To this well-weighed, yet lofty praise of the Admiral, the same writer has added words that the British Navy may remember long with pride, as sealing the record of this war, of which the relief of Gibraltar marked the close in European and American waters. After according credit to the Admiralty for the uniform high speed of the British vessels, and to Howe for his comprehension and use of this advantage, Captain Chevalier goes on:—

"Finally, if we may judge by the results, the Commander-in-Chief of the English fleet could not but think himself most happy in his captains. There were neither separations, nor collisions, nor casualties; and there occurred none of those events, so frequent in the experiences of a squadron, which often oblige admirals to take a course wholly contrary to the end they have in view. In contemplation of this unvexed navigation of Admiral Howe, it is impossible not to recall the unhappy incidents which from the 9th to the 12th of April befell the squadron of the Count de Grasse.... If it is just to admit that Lord Howe displayed the highest talent, it should be added that he had in his hands excellent instruments."

To quote another French writer: "Quantity disappeared before quality."

[Footnote 133: That is, with a great part of her guns dismounted, and below as cargo.]

[Footnote 134: Chevalier, following La Motte-Picquet's report, ascribes Howe's escape to greater speed. ("Mar.
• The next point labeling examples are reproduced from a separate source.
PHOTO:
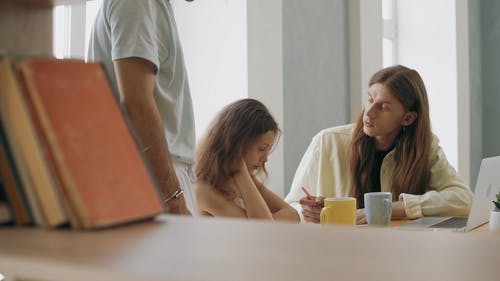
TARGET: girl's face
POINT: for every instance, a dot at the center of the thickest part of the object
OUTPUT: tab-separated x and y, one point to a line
384	116
258	150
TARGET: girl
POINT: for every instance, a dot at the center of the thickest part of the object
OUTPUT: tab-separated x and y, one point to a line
390	148
229	159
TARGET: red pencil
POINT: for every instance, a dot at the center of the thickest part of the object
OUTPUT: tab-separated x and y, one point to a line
309	196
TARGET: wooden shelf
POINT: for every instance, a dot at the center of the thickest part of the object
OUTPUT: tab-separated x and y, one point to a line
41	3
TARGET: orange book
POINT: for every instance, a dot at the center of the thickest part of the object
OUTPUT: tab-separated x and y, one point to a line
12	183
102	174
29	155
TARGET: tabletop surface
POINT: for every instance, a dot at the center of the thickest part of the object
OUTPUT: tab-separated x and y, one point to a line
181	248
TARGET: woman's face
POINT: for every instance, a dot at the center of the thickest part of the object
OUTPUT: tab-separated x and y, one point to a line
384	116
258	150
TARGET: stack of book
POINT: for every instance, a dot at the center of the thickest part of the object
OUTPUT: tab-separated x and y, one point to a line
67	153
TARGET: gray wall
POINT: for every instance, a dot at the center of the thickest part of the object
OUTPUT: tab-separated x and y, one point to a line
315	74
476	117
490	73
484	35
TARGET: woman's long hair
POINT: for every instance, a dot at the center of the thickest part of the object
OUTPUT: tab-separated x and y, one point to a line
412	147
235	127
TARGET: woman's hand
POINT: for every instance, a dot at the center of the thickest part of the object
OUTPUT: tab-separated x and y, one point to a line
311	208
398	210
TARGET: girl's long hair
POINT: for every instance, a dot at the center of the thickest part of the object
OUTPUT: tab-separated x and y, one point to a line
412	147
235	127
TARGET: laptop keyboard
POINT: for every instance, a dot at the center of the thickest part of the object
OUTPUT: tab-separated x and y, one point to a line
453	222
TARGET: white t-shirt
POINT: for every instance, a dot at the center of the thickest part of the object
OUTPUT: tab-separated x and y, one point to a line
147	29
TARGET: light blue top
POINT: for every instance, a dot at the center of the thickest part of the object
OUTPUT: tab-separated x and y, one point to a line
147	29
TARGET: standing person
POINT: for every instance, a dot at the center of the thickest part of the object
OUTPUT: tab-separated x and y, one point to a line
229	160
137	42
390	148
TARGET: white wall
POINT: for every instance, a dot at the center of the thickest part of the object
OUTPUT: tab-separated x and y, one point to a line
265	73
233	50
427	43
214	39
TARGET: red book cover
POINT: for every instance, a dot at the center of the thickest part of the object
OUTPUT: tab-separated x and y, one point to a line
103	175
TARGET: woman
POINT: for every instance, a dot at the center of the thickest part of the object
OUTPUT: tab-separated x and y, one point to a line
390	148
229	159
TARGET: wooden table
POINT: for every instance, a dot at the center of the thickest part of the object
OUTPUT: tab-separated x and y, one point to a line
178	248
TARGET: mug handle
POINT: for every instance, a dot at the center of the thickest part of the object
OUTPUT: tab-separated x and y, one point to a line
388	203
322	216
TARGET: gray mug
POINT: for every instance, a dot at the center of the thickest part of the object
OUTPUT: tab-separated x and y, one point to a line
378	208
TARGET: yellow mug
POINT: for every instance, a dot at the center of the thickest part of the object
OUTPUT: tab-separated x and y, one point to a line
340	210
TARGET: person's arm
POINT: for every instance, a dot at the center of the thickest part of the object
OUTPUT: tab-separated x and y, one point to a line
211	202
136	80
447	196
255	205
281	211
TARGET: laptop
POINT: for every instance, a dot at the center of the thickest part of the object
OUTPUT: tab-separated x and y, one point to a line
487	186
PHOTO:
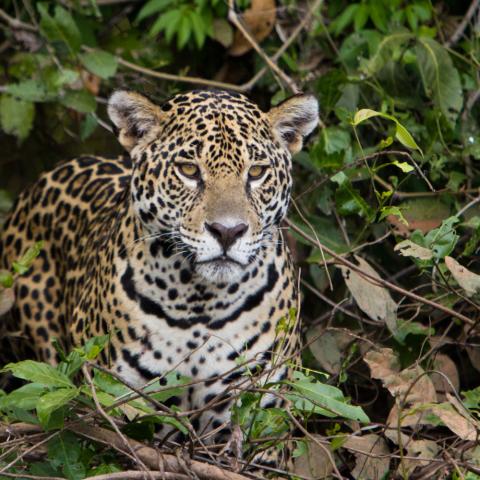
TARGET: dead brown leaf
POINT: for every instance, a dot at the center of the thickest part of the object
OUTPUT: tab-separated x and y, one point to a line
473	336
372	299
465	428
410	385
410	417
259	20
443	363
382	363
222	32
423	449
371	453
422	214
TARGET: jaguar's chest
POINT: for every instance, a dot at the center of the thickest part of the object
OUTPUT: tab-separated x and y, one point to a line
166	317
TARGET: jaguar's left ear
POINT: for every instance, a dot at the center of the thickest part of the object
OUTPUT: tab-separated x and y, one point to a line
294	119
133	115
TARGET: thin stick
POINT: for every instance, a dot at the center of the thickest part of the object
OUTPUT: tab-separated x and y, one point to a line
379	281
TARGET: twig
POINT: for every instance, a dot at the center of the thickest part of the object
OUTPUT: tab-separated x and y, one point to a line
26	452
176	78
153	458
468	205
463	24
15	23
102	412
136	475
379	281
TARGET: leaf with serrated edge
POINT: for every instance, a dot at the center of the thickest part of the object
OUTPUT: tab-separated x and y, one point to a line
372	299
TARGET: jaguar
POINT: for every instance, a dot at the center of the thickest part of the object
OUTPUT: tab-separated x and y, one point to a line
175	249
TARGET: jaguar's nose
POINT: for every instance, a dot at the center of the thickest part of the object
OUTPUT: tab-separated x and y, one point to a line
226	236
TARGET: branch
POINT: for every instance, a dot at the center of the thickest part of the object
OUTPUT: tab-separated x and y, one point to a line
379	281
15	23
463	24
153	458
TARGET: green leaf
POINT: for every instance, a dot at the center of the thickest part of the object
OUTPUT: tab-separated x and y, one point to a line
88	126
223	33
38	372
100	63
198	27
335	139
361	17
385	51
79	100
63	77
344	19
403	166
441	80
25	397
151	7
61	27
401	133
442	240
393	210
379	15
64	450
6	279
349	201
23	265
29	90
52	401
328	398
184	32
168	20
16	116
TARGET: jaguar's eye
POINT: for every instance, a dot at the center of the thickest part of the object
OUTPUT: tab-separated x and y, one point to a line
190	170
256	172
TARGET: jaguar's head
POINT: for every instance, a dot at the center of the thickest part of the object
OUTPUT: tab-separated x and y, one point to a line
212	171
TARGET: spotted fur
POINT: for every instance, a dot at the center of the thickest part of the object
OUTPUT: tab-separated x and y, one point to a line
128	249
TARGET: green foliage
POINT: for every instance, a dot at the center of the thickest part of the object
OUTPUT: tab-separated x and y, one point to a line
395	161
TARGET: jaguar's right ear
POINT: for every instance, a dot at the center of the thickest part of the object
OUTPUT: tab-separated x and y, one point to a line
133	116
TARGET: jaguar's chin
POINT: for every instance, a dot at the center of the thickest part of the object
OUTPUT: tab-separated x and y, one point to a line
220	270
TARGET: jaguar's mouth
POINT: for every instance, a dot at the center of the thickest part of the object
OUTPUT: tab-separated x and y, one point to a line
221	261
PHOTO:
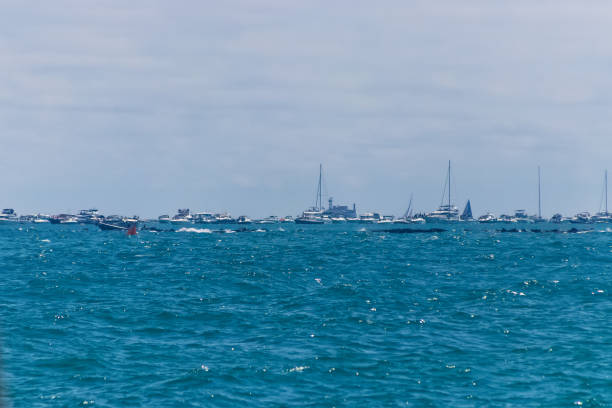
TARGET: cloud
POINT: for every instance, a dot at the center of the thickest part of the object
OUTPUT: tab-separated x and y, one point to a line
233	105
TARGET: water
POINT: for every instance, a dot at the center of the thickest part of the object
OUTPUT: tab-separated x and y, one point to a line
309	316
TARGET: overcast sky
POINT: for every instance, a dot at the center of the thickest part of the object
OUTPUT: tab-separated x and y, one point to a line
147	106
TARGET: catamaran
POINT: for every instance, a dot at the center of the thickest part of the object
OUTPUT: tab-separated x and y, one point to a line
604	216
446	212
314	215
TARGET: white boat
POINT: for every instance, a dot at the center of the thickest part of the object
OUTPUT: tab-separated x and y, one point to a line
243	219
487	218
581	218
446	212
8	215
604	216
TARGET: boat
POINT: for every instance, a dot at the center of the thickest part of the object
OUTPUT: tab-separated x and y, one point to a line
386	219
8	215
89	216
581	218
40	219
369	218
243	219
314	215
111	227
557	219
224	218
273	219
164	219
507	219
539	217
604	216
446	212
467	212
487	218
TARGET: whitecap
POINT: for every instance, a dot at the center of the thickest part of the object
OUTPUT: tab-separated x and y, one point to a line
196	230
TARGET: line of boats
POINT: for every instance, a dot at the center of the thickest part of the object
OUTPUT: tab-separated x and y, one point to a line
317	214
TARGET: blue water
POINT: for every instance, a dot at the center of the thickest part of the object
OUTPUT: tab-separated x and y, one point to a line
308	316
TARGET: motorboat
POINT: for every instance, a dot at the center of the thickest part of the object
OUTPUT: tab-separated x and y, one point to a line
487	218
243	219
8	215
581	218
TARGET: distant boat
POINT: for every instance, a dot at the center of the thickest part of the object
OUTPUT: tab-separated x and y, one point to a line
487	218
243	219
604	216
446	212
8	215
314	215
582	218
467	212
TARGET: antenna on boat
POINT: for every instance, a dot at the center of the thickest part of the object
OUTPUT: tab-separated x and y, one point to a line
539	195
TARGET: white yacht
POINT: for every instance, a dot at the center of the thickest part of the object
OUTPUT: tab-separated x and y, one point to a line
446	212
581	218
487	218
8	215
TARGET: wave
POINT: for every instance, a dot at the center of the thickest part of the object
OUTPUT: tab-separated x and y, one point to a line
196	230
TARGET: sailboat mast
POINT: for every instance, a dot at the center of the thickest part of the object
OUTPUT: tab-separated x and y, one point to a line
539	195
449	189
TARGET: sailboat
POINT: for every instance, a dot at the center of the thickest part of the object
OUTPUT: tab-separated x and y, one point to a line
467	212
314	215
604	216
446	212
539	217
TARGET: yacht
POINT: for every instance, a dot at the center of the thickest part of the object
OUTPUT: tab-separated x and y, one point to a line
273	219
224	218
604	216
311	216
369	218
89	216
506	219
386	219
69	220
487	218
557	219
8	215
40	219
467	212
446	212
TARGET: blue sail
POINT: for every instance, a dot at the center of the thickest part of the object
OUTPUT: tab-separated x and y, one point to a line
467	212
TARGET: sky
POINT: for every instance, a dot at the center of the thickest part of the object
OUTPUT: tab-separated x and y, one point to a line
143	107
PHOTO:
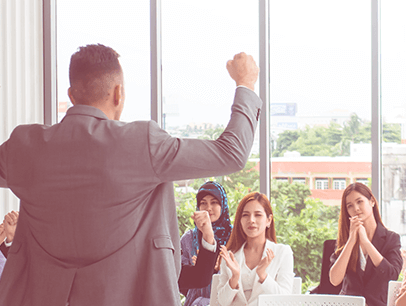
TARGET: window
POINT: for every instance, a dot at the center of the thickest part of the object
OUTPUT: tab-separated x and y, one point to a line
299	180
310	111
82	22
322	184
393	97
363	181
339	184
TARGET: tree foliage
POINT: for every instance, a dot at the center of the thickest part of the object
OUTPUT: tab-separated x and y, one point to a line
333	140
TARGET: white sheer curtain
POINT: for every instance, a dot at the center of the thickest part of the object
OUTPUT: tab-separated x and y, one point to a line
21	73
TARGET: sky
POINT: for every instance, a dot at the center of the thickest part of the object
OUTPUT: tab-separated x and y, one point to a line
320	54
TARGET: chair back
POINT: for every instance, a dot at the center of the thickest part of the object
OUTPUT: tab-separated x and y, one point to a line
297	285
325	286
213	293
309	300
393	288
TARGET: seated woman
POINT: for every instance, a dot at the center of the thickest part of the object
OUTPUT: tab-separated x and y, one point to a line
255	264
367	255
211	197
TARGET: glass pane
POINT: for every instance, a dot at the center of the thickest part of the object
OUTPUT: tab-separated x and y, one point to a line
393	84
198	38
320	57
124	27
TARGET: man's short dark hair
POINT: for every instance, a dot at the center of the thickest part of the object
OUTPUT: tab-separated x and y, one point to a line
92	69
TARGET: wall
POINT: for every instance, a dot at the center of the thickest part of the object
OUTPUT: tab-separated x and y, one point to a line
21	73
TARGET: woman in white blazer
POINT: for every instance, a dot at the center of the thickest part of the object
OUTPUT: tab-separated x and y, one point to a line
253	263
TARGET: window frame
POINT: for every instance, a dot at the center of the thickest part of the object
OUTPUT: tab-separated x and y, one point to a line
50	82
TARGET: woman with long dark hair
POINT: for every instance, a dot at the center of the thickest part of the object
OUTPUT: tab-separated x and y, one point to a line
367	255
253	263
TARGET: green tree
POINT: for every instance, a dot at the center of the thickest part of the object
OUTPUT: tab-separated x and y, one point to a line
391	132
285	140
212	134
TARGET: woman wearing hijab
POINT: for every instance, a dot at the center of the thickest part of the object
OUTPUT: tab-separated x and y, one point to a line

Fran. en 1778," p. 335.) It must be noted that Howe's object was not merely to escape eastward, up Channel, by better sailing, but to get to the westward, past the allies, a feat impracticable save by a stratagem such as is mentioned.]

[Footnote 135: Chevalier, "Mar. Fran, dans la Guerre de 1778," p. 358.]



CHAPTER XIV

THE NAVAL OPERATIONS IN THE EAST INDIES, 1778-1783. THE CAREER OF THE BAILLI DE SUFFREN

The operations in India, both naval and military, stand by themselves, without direct influence upon transactions elsewhere, and unaffected also by these, except in so far as necessary succours were intercepted sometimes in European waters. The cause of this isolation was the distance of India from Europe; from four to six months being required by a fleet for the voyage.